A resulted signal is taken as a wide-band excitation source. Alternately, a noise
signal of 3,400 to 4,000 Hz is generated separately, added to a narrow-band excitation
source, and then filled with zeros. A resulted signal is taken as a wide-band excitation
source. Thus, the gap between the frequencies of 3,400 and 4,600 Hz can be eliminated.

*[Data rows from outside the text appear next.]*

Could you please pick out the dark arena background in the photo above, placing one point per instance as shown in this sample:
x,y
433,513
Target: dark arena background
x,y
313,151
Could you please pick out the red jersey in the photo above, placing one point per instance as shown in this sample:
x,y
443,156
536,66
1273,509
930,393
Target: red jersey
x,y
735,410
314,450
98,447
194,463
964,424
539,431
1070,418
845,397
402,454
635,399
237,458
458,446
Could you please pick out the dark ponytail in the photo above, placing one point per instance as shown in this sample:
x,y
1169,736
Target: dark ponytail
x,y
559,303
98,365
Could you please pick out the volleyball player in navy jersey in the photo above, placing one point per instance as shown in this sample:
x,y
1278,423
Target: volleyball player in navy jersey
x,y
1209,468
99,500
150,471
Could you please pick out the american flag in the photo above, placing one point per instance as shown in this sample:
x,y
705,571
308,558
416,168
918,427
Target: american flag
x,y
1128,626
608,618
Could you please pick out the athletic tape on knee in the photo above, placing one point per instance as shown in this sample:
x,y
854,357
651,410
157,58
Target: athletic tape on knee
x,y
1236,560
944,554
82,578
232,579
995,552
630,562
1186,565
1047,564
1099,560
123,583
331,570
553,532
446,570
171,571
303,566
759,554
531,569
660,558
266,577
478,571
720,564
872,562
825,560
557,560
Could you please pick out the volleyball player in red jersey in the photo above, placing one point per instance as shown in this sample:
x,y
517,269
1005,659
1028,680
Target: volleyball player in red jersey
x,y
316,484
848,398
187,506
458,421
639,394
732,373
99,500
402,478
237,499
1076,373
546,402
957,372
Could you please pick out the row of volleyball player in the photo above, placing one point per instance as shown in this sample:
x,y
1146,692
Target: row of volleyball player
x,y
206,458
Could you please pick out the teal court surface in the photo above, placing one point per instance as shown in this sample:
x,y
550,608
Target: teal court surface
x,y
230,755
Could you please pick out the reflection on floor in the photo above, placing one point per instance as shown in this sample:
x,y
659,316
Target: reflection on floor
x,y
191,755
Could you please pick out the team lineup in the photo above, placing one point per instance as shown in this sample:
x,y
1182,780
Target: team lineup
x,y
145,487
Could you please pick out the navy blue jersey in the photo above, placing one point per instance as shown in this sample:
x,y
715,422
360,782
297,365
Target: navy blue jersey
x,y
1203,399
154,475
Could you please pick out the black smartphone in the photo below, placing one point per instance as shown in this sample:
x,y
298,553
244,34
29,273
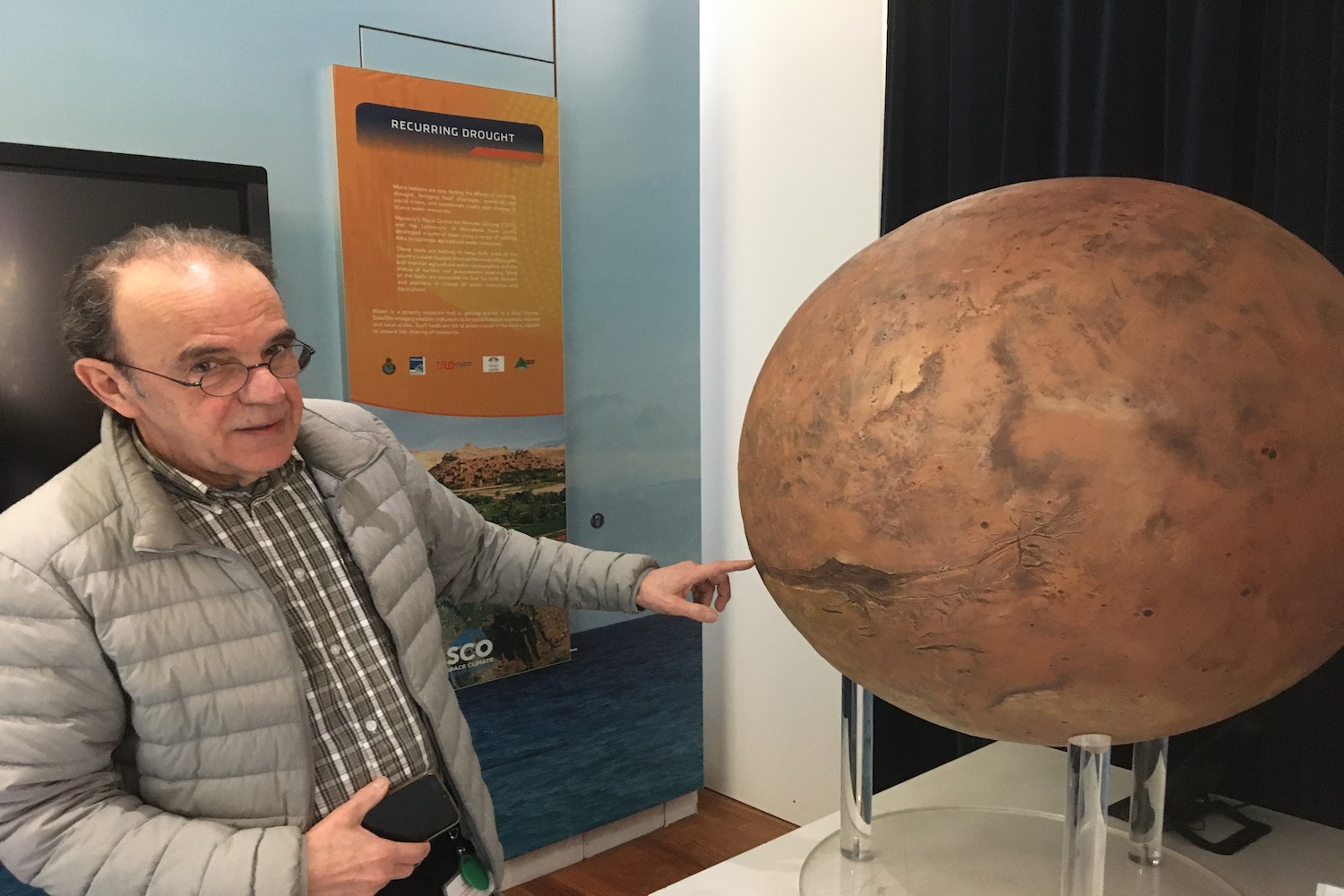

[0035] In the aforementioned sound synthesizing apparatus and method, a linear predictive
factor α and an excitation source or prediction residual exc are given, and the separately
produced noise signal is added to the prediction residual exc. The resulted signal
will be referred to as "exc"' hereinafter. It is supplied to a synthesis filter in
which with the linear predictive factor α taken as its filter factor, it is filtered
to provide an output signal.
[0036] A filter factor αN used for synthesis of a narrow-band signal has the band thereof
widened by any predictive means to provide a wide-band filter factor αW. The excitation
source or prediction residual excN is made an aliased signal by zero-filling. The
separately produced noise signal is added to the excitation source or prediction residual.
The resulted signal will be referred to as "excW" hereinafter. Thereafter, the signal
excW is supplied to the synthesis filter having the wide-band filter factor αW, where
it is filtered to provide an output signal.
[0037] Also, the filter factor αN used for synthesis of a narrow-band signal is band-widened
by any predictive means to provide a wide-band filter factor αW. The excitation source
or prediction residual excN has the separately produced noise signal added thereto,
and further is made an aliased signal by zero-filling. The resulted signal will be
referred to as "excW" hereinafter. Thereafter, the signal excW is supplied to the
synthesizing filter having the wide-band filter factor αW, where the signal is filtered
to provide an output signal.
[0038] Also, an input narrow-band signal is subject to a linear predictive analysis or the
like to provide a narrow-band factor αN. This narrow-band factor αN is reversely filtered
to provide a prediction residual signal excN, and its frequency band is widened by
any predictive means to provide a wide-band filter factor αW. The excitation source
or prediction residual excN is trade an aliased signal by zero-filling and has the
separately produced noise signal added thereto. The resulted signal will be referred
to as "excW" hereinafter. Thereafter, the signal excW is supplied to the synthesis
filter taking the wide-band filter factor αW as its filter factor and in which the
signal is filtered to provide an output signal.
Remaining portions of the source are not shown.